Solve each logarithmic equation in Exercises 49–92. Be sure to reject any value of x that is not in the domain of the original logarithmic expressions. Give the exact answer. Then, where necessary, use a calculator to obtain a decimal approximation, correct to two decimal places, for the solution. ln√x+3=1

Logarithmic functions are the inverses of exponential functions and are defined for positive real numbers. The natural logarithm, denoted as 'ln', specifically uses the base 'e' (approximately 2.718). Understanding how to manipulate logarithmic expressions, including properties like the product, quotient, and power rules, is essential for solving logarithmic equations.

The domain of a logarithmic function is restricted to positive values. For the equation ln(√x + 3) = 1, it is crucial to ensure that the argument of the logarithm, √x + 3, is greater than zero.

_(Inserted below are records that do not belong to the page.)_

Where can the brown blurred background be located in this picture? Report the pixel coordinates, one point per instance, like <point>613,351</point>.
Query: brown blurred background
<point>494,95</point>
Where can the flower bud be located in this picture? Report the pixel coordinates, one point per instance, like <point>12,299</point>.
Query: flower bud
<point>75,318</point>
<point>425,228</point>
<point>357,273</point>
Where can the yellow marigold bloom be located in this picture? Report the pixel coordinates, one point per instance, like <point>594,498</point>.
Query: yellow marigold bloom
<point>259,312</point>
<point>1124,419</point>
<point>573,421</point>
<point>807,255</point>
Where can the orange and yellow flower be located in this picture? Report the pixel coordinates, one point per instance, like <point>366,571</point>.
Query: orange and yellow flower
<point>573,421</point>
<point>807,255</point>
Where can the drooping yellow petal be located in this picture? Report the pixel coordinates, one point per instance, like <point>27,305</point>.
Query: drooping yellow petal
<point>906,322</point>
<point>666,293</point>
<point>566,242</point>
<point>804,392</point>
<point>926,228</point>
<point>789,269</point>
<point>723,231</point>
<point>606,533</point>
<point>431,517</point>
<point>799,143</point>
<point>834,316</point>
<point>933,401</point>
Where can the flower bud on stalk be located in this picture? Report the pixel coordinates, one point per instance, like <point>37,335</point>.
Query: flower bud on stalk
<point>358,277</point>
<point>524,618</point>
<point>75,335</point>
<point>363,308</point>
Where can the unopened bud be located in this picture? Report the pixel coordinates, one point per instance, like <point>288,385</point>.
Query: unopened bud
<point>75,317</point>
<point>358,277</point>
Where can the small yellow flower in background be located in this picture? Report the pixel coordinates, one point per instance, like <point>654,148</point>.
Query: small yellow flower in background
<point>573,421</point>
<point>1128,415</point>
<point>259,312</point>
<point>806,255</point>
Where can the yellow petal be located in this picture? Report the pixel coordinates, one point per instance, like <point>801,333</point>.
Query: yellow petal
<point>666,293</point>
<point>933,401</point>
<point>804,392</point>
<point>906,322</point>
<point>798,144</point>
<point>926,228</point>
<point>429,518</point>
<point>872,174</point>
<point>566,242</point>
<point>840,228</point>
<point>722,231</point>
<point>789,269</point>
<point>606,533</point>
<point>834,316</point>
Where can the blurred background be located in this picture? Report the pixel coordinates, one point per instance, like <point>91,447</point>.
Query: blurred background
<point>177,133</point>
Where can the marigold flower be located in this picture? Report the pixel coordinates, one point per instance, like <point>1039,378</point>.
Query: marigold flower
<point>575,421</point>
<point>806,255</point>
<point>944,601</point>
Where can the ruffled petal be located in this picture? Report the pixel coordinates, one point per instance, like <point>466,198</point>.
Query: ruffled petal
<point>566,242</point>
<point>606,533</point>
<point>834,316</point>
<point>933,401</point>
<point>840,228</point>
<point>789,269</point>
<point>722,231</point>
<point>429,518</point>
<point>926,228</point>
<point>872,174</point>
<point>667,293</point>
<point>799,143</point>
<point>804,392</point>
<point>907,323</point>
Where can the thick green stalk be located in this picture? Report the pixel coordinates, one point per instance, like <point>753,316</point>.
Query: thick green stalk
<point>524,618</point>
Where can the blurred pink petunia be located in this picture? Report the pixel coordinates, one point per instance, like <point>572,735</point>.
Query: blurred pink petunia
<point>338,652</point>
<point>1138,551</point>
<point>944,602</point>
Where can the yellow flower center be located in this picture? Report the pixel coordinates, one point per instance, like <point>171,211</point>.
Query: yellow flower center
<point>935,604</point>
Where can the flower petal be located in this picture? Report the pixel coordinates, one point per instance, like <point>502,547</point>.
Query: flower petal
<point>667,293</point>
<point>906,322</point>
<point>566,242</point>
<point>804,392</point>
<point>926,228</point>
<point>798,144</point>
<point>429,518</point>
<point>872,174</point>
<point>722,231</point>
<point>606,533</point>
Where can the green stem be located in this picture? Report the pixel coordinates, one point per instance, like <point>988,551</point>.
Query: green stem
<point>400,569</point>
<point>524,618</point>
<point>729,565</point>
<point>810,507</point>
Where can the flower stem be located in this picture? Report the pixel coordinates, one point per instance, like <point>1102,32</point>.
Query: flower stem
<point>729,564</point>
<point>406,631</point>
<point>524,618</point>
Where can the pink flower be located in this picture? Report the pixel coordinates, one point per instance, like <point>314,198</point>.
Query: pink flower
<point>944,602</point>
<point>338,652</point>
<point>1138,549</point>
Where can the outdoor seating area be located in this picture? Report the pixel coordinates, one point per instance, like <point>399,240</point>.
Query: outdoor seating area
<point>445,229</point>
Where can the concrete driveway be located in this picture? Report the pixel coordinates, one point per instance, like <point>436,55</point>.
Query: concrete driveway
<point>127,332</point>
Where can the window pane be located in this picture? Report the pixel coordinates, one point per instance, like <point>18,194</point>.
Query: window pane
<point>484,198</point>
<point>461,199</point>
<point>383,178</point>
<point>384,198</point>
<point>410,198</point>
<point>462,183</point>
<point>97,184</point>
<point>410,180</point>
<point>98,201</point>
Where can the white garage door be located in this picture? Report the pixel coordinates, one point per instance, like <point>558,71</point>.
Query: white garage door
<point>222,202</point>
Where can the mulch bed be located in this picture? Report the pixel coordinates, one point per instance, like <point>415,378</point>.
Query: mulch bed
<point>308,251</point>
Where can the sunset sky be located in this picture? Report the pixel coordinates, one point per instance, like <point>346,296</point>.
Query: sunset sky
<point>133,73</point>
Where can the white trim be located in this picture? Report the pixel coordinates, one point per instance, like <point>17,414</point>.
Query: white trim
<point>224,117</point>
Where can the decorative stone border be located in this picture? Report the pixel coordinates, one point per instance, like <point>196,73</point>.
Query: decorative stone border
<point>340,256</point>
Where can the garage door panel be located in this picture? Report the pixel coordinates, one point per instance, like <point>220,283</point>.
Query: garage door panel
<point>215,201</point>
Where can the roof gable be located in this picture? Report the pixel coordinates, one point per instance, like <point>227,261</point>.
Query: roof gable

This means that x must be greater than or equal to -3, but since √x must also be non-negative, x must be at least 0. Identifying the domain helps in rejecting any extraneous solutions.

To solve logarithmic equations, one typically converts the logarithmic form into its exponential form. For example, ln(a) = b can be rewritten as a = e^b. After isolating the variable, it is important to check the solutions against the domain restrictions to ensure they are valid. Additionally, using a calculator for decimal approximations may be necessary for practical applications.